Today I'm feeling like I'm nothing more than here. I just spent the last hour watching Madonna videos on my computer. I love how modern technology gives you so many ways to screw around at work. Just think, when I first started working, the most I could do was play solitaire, now I can watch music videos. Woohoo. There's a stream of consciousness exercise I've done before in my writing workshops where you listen to music and write whatever comes to your mind. Let's try that right now and see what happens. I'm listening to music. Let's see what it inspires.
Sometimes when I"m jogging I imagine all the paths I could've taken in life. The funny thing about choices is that you only get to see one to the end when the possibilties are limitless. Take today for example: what happens tomorrow follows from what I do today. How many possible tomorrows are there? I wish we could have a television set that would play all the alternate endings to a life, just like a DVD special feature. I'm interested in the fork in the road. Where does it come in a day? Which second presents the possiblity for divergence? We all think our days are pretty predictable, and I guess they are for the most part, but one day the unexpected happens. I'm thinking of my uncle right now. He was up fixing his roof and had a heart attack and died. My aunt had gone to the store when he was on the roof and when she came back, he was on the ground with the neighbor trying to revive him with CPR. I think of my uncle waking up that morning. He figured he'd be putting his head down in the same spot from where he'd just lifted it, and that's not what happened. Who wakes up thinking this is the day I'm going to die?
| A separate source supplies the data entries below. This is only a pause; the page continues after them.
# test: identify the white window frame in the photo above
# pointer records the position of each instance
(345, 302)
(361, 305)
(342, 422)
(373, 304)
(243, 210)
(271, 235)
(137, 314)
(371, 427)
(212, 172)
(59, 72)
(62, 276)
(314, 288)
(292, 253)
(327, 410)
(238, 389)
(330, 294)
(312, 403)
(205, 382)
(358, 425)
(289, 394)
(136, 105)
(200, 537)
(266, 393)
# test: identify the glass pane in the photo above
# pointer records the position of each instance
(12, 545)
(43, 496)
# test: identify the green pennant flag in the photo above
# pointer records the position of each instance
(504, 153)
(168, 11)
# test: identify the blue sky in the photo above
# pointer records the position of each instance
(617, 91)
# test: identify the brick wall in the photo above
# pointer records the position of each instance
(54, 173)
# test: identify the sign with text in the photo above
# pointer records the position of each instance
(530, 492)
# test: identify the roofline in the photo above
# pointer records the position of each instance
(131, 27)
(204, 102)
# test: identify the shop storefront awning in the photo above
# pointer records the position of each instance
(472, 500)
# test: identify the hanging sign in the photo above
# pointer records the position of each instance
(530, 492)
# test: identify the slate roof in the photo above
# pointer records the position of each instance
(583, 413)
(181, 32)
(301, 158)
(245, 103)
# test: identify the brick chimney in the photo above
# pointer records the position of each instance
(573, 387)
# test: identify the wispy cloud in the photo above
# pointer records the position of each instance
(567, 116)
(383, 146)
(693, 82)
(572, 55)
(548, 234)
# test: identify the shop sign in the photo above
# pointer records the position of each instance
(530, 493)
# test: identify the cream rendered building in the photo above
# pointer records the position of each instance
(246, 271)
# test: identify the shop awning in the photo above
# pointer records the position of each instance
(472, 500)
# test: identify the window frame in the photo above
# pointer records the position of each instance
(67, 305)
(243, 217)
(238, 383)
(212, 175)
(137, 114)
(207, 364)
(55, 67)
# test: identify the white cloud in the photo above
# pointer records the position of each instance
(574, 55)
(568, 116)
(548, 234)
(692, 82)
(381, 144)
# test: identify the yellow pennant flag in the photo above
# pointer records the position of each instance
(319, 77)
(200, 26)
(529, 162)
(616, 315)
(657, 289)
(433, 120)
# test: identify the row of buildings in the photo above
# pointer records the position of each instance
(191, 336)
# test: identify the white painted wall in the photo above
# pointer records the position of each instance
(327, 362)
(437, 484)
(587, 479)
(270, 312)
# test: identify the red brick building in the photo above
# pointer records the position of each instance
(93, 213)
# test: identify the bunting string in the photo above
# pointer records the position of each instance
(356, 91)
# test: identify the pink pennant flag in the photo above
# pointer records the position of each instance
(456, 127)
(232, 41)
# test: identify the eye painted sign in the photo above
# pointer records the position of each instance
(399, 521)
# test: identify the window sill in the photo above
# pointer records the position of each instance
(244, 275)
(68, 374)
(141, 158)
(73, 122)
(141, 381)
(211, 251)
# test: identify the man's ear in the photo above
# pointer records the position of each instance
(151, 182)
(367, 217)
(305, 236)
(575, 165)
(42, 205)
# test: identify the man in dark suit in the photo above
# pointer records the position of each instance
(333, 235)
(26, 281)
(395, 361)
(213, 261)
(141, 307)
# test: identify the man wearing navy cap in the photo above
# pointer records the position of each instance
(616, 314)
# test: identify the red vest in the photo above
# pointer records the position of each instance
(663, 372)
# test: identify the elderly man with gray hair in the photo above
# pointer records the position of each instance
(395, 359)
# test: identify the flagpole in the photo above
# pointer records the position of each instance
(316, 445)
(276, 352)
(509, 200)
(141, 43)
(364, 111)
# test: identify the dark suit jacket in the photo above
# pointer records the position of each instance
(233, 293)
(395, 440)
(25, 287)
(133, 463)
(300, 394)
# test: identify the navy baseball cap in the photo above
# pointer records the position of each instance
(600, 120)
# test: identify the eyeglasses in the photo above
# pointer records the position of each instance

The other day a commercial came on for the Make a Wish Foundation and my daughter asked what it was. I told her it's an organization that gives wishes to sick children who will probably die and won't get the opportunity to make their wishes come true for themselves. She asked why they die and I told her they die because theire bodies can't keep going anymore. It made her really sad and she said kids don't deserve to die and I said, no they don't, but it happens. So many possible tomorrows and we spend so much time cursing the moment as if it's eternal, as if there's not the possibility for some new thing right around the corner.